Mechanism of bio-inspired control of liquid flow
The more we discover about the natural world, the more we find that nature is the greatest engineer. Past research believed that liquids can only be transported in fixed direction on species with specific liquid communication properties and cannot switch the transport direction. Recently, The Hong Kong Polytechnic University (PolyU) researchers have shown that an African plant controls water movement in a previously unknown way — and this could inspire breakthroughs in a range of technologies in fluid dynamics and nature-inspired materials, including applications that require multistep and repeated reactions, such as microassays, medical diagnosis and solar desalination etc. The study has been recently published in the international academic journal Science.
Liquid transport is an unsung miracle of nature. Tall trees, for example, have to lift huge amounts of water every day from their roots to their highest leaves, which they accomplish in perfect silence. Some lizards and plants channel water through capillaries. In the desert, where making the most of scarce moisture is vital, some beetles can capture fog-borne water and direct it along their backs using a chemical gradient.
Scientists have long sought to hone humankind’s ability to move liquids directionally. Applications as diverse as microfluidics, water harvesting, and heat transfer depend on the efficient directional transport of water, or other fluids, at small or large scales. While the above species provide nature-based inspiration, they are limited to moving liquids in a single direction. A research team led by Prof. WANG Liqiu, Otto Poon Charitable Foundation Professor in Smart and Sustainable Energy, Chair Professor of Thermal-Fluid and Energy Engineering, Department of Mechanical Engineering of PolyU, has discovered that the succulent plant Crassula muscosa, native to Namibia and South Africa, can transport liquid in selected directions.
Together with colleagues from the University of Hong Kong and Shandong University, the PolyU researchers noticed that when two separate shoots of the plant were infused with the same liquids, the liquids were transported in opposite directions. In one case, the liquid travelled exclusively towards the tip, whereas the other shoot directed the flow straight to the plant root. Given the arid but foggy conditions in which C. muscosa lives, the ability to trap water and transport it in selected directions is a lifeline for the plant.
As the shoots were held horizontally, gravity can be ruled out as the cause of the selective direction of transport. Instead, the plant’s special properties stem from the tiny leaves packed onto its shoots. Also known as “fins,” they have a unique profile, with a swept-back body (resembling a shark’s fin) tapering to a narrow ending that points to the tip of the plant. The asymmetry of this shape is the secret to C. muscosa’s selective directional liquid transport. It all has to do with manipulating the meniscus — the curved surface on top of a liquid.
Specifically, the key lies in subtle differences between the fin shapes on different shoots. When the rows of fins bend sharply towards the tip, the liquid on the shoot also flows in that direction. However, on a shoot whose fins — although still pointing at the tip — have a more upward profile, the direction of movement is instead to the root. The flow direction depends on the angles between the shoot body and the two sides of the fin, as these control the forces exerted on droplets by the meniscus — blocking flow in one direction and sending it in the other.

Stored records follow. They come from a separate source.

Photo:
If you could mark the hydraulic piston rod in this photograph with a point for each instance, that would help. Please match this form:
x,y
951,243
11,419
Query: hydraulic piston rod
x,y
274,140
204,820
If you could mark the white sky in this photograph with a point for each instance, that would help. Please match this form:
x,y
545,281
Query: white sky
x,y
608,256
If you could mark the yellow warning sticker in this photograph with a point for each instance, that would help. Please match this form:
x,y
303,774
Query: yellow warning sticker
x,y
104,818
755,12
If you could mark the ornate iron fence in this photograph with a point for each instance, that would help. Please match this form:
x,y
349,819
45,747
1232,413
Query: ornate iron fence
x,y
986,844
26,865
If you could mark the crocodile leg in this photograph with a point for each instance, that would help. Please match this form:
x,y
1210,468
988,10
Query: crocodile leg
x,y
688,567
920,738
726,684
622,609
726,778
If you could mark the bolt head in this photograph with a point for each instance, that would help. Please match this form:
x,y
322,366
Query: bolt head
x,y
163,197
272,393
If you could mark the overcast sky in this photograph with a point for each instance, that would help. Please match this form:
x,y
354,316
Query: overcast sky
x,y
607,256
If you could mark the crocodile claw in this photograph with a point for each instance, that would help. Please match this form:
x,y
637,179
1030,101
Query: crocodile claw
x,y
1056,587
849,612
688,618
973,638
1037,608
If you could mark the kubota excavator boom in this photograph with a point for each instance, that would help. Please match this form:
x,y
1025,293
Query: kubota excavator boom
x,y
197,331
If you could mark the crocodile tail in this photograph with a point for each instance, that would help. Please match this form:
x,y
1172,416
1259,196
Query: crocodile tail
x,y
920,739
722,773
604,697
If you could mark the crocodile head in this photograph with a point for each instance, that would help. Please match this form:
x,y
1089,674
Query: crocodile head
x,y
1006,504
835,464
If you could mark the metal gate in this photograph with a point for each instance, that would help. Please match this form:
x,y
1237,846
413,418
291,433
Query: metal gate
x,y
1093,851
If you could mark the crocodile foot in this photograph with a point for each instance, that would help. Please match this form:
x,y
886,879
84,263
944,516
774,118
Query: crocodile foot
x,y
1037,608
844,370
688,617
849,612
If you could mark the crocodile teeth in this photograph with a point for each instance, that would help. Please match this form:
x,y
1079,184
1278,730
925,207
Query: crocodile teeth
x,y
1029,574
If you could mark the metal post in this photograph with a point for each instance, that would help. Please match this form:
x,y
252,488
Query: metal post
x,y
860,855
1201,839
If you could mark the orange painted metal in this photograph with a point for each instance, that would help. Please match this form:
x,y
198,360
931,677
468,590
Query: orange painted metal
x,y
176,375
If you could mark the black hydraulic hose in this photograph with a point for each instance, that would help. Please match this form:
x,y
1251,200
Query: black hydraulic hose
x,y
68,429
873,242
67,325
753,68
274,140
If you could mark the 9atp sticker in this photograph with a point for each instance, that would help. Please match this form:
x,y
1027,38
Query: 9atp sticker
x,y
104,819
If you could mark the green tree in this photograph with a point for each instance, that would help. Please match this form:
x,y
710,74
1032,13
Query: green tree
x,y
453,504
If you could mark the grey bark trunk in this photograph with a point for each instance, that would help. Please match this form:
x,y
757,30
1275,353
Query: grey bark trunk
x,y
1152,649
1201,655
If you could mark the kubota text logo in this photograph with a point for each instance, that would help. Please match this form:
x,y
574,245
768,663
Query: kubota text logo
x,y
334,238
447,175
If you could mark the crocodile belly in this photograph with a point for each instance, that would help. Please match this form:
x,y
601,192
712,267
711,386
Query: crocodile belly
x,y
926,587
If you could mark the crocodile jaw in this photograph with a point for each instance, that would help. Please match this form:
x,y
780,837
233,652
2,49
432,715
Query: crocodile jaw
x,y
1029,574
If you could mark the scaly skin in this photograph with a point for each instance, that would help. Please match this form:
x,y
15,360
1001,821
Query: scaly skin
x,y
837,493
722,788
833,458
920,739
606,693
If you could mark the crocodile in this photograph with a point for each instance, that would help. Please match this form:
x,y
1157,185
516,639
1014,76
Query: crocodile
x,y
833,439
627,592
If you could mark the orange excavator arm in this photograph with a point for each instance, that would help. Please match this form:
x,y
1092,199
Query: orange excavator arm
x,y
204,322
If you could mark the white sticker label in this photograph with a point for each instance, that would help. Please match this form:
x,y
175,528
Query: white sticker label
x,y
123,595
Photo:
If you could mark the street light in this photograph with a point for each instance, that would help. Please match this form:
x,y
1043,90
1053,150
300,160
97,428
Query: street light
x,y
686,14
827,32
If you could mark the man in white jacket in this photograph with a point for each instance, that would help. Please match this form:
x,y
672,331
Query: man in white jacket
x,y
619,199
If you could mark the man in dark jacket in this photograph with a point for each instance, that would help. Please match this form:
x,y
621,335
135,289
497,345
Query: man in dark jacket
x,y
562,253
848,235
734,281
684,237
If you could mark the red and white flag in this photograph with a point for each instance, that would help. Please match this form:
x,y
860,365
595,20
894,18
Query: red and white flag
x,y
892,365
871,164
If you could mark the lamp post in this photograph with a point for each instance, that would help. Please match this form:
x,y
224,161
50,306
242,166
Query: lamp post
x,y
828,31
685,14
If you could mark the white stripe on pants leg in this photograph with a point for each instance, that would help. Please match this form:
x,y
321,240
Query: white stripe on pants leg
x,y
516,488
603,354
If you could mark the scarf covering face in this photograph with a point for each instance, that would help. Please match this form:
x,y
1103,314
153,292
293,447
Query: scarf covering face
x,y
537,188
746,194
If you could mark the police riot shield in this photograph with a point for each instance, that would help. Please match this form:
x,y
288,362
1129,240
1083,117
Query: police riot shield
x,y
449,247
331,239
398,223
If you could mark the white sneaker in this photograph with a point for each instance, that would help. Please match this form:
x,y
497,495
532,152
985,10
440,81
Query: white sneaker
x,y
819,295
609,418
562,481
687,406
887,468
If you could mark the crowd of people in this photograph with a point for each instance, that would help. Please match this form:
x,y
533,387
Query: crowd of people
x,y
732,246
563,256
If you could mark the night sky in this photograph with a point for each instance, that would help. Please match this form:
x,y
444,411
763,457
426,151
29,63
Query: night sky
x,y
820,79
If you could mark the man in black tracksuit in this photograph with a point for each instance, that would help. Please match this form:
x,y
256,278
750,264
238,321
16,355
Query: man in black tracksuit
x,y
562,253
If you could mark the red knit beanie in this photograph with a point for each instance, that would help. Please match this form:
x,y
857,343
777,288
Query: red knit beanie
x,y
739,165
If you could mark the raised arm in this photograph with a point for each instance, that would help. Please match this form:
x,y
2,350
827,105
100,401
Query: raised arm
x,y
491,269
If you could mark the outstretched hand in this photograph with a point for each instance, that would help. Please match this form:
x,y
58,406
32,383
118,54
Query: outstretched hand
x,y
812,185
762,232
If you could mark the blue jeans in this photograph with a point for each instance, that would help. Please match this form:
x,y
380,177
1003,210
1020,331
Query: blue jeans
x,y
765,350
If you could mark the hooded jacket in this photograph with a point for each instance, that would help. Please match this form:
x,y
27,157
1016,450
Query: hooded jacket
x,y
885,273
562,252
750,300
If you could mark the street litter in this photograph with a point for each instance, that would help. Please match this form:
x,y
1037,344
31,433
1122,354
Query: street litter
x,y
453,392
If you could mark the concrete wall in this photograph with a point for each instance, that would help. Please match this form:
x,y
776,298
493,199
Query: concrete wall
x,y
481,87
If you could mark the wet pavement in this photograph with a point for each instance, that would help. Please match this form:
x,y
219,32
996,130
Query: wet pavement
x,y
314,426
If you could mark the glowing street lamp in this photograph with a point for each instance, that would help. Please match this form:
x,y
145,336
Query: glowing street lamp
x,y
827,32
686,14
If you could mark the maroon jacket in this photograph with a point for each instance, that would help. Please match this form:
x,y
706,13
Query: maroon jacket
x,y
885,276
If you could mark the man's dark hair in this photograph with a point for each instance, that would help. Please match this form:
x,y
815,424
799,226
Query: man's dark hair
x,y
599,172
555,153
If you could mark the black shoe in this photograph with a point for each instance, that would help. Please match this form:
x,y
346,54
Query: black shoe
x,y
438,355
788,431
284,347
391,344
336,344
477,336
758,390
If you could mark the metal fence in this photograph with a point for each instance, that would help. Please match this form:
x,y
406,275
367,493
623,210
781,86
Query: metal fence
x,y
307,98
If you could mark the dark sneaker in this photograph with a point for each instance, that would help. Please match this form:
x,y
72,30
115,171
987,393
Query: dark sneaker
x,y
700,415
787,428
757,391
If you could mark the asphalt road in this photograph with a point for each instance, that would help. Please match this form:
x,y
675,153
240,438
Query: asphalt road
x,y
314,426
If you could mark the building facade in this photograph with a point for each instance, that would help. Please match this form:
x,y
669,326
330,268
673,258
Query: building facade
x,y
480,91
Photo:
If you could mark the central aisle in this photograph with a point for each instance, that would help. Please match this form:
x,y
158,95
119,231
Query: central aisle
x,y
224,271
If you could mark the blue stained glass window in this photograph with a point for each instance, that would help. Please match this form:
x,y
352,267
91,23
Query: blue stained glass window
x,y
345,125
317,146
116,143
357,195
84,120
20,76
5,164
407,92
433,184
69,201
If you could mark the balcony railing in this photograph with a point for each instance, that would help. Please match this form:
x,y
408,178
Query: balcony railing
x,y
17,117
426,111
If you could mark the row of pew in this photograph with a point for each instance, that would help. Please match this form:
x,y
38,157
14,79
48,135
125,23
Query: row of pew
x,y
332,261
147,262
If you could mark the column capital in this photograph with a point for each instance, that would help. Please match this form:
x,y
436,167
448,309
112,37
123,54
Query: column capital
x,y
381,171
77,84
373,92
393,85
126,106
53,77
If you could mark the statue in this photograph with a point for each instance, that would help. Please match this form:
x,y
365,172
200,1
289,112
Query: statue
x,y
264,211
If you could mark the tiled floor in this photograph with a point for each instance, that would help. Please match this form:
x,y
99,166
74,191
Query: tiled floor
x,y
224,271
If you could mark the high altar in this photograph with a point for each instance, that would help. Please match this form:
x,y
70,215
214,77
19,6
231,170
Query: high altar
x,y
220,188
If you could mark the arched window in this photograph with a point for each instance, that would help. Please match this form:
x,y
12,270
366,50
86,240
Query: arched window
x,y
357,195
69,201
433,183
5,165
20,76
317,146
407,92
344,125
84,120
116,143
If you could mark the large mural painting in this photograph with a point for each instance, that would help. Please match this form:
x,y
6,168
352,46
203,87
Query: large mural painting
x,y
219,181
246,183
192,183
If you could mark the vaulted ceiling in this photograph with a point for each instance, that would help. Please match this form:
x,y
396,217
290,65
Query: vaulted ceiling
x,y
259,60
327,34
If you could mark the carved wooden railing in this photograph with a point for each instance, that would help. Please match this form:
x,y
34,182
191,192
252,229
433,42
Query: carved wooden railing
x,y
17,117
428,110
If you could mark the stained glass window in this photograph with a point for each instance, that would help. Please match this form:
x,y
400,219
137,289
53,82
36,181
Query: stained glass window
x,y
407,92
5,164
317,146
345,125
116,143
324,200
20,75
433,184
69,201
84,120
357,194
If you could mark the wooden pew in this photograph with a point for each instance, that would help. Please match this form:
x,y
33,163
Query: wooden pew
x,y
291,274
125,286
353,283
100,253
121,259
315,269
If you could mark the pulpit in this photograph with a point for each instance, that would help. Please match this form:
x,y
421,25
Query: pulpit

Armed with this understanding of how the plant directs liquid flow, the team created an artificial mimic. Dubbed CMIAs, for ‘C. muscosa-inspired arrays’, these 3D-printed fins act like the tilted leaves of C. muscosa, controlling the orientation of liquid flow. Cleverly, while the fins on a natural plant shoot are immobile, the use of a magnetic material for artificial CMIAs allows them to be reoriented at will. Simply by applying a magnetic field, the liquid flow through a CMIA can be reversed. This opens up the possibility of liquid transport along dynamically changing paths in industrial and laboratory settings. Alternatively, flow could be redirected by changing the spacing between fins.
Numerous areas of technology stand to benefit from CMIAs. Prof. Wang said, “There are foresee applications of real-time directional control of fluid flow in microfluidics, chemical synthesis, and biomedical diagnostics. The biology-mimicking CMIA design could also be used not just for transporting liquids but for mixing them, for example in a T-shaped valve. The method is suited to a range of chemicals and overcomes the heating problem found in some other microfluidic technologies.”